What is Lipschitz constant? Lipschitz constant of a function is a measure of how fast the function can change. Intuitively, given a linear classifier and a mean squared loss function, the loss function is quadratic in the input and thus its Lipschitz constant is two. A slow changing loss function has a smaller Lipschitz constant and thus lower error (for a given sample size) or lower sample size (for a given error). A key realization here is that all the information about the machine learning model that is required for sampling can be captured in this single Lipschitz constant. For many statistical machine learning models, the Lipschitz constant can be easily determined; for many deep learning models the Lipschitz constant can be empirically determined. Even with an approximate estimate of this constant, the sampling procedure is known to heuristically achieve good results.

Coresets, besides being a method of data sampling at the network edge, can revolutionize how value of information can be computed. In a crowdsourced environment with multiple data sources, it is often challenging to assess the value of information from each data source. The central cloud can periodically publish the coreset based on collected (sampled) data from multiple edges; this allows an edge to measure of the novelty (value) of its newly collected data with respect to the data already available in the central cloud. This measure of novelty can not only be used by the edge to filter redundant data (data with low novelty), but can also be used to compensate the data source based on the true richness and diversity of the data.

In addition to being a method of sampling, coresets also serve as a bridge to data privacy. Differential privacy is a well known technique for publicly sharing information about a dataset while withholding information about individuals in the dataset. Coreset-based techniques support injection of noise to the samples, in order to obtain a differentially private coreset. This opens up the possibility of crowdsourcing machine learning data from multiple edges, while protecting data privacy.
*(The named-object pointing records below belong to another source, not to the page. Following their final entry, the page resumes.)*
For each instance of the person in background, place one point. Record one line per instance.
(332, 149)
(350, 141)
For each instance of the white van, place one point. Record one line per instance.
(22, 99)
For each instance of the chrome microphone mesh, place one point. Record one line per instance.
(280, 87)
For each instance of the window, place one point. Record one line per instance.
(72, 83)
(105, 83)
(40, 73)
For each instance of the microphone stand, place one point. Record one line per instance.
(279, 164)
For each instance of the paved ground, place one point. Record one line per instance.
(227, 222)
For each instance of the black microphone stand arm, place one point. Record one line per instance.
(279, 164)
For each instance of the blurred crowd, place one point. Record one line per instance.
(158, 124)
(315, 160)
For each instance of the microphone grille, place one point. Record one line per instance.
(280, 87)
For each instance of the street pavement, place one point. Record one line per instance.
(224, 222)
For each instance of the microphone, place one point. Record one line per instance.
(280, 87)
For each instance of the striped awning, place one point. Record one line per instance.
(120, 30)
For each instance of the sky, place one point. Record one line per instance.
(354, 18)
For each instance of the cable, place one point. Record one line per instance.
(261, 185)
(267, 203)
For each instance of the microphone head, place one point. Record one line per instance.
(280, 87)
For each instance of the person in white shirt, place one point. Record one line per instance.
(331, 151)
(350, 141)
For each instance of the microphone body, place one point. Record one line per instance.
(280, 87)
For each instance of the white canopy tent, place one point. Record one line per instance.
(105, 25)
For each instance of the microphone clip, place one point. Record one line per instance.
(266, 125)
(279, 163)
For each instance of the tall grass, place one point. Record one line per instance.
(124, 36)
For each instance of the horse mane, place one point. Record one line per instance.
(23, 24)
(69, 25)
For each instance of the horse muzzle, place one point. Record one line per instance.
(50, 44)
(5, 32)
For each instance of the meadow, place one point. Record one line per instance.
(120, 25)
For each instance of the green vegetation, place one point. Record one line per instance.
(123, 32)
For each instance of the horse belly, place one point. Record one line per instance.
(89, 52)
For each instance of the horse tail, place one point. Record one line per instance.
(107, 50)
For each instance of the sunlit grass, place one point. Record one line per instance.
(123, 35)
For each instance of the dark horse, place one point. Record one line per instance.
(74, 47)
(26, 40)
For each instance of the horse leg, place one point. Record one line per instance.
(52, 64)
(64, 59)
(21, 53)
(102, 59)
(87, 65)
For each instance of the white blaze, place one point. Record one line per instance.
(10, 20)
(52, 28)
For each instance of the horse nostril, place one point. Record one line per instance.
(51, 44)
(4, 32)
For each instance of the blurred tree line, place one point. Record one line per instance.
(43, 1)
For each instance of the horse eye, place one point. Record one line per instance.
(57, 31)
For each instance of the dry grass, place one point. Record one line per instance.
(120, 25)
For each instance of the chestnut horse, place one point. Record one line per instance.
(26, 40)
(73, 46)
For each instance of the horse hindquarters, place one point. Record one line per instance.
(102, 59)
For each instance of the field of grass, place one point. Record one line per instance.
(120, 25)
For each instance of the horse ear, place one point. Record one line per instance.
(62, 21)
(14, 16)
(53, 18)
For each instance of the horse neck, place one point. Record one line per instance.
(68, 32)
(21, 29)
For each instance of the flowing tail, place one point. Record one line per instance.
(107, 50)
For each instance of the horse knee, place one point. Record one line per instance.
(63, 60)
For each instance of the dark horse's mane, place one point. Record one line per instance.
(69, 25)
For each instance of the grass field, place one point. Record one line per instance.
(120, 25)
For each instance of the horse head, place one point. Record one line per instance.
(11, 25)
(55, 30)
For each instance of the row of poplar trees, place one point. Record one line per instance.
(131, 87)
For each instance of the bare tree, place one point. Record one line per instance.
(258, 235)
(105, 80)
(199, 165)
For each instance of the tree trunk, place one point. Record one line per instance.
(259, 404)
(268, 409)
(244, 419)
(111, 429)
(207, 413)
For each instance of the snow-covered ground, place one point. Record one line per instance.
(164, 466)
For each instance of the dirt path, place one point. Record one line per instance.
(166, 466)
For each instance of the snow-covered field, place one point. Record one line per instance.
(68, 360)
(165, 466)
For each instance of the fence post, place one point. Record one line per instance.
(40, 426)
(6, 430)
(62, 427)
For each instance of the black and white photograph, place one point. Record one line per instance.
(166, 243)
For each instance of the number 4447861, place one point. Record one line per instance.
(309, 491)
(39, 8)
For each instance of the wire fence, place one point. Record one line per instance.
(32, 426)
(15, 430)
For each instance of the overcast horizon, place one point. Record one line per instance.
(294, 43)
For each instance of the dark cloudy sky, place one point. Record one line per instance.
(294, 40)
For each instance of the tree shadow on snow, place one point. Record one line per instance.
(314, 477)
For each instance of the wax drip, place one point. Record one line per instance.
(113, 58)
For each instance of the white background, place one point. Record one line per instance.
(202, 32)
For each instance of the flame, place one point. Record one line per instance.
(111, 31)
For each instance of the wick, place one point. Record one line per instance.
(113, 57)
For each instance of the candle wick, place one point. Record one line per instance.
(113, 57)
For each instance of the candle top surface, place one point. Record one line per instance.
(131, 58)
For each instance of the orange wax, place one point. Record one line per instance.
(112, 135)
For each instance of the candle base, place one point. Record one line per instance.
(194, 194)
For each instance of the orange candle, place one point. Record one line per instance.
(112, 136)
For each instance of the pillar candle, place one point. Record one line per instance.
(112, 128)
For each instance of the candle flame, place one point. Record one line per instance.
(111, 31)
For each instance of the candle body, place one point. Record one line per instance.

Returning to the ambulance use case, using the coreset technique, a small subset of the data can be used to train the models on identifying traffic jams or variation on patient’s health conditions etc. Coresets are able to identify the right set of data that needs to be transferred from the edge servers to central distribution points for further analysis or model training. Unnecessary data is discarded to reduce storage and computation at the edge and the network is not flooded with data, as only essential data is transferred.

The wide spread adoption of coresets as an edge AI function can accelerate data collection, training, and post deployment monitoring of machine learning models across multiple 5G/Edge scenarios. There are many other data related issues that the edge introduces. For example, how do we learn about the cohort of people that has a similar condition on an edge node without sharing the raw data at the edge node? While an option is that each edge node shares a coreset with the central server, an alternative approach is federated Learning which forms distributed cohorts and creates a global model without revealing raw personal data. Our next blog will examine Federated Learning Algorithms to enable you to implement robust edge data management solutions, which can work together with coresets to benefit from both techniques.


H. Lu, M.-J. Li, T. He, S. Wang, V. Narayanan, K. Chan, “Robust Coreset Construction for Distributed Machine Learning,” IEEE Journal on Selected Areas in Communications, vol. 38, no. 10, Oct. 2020.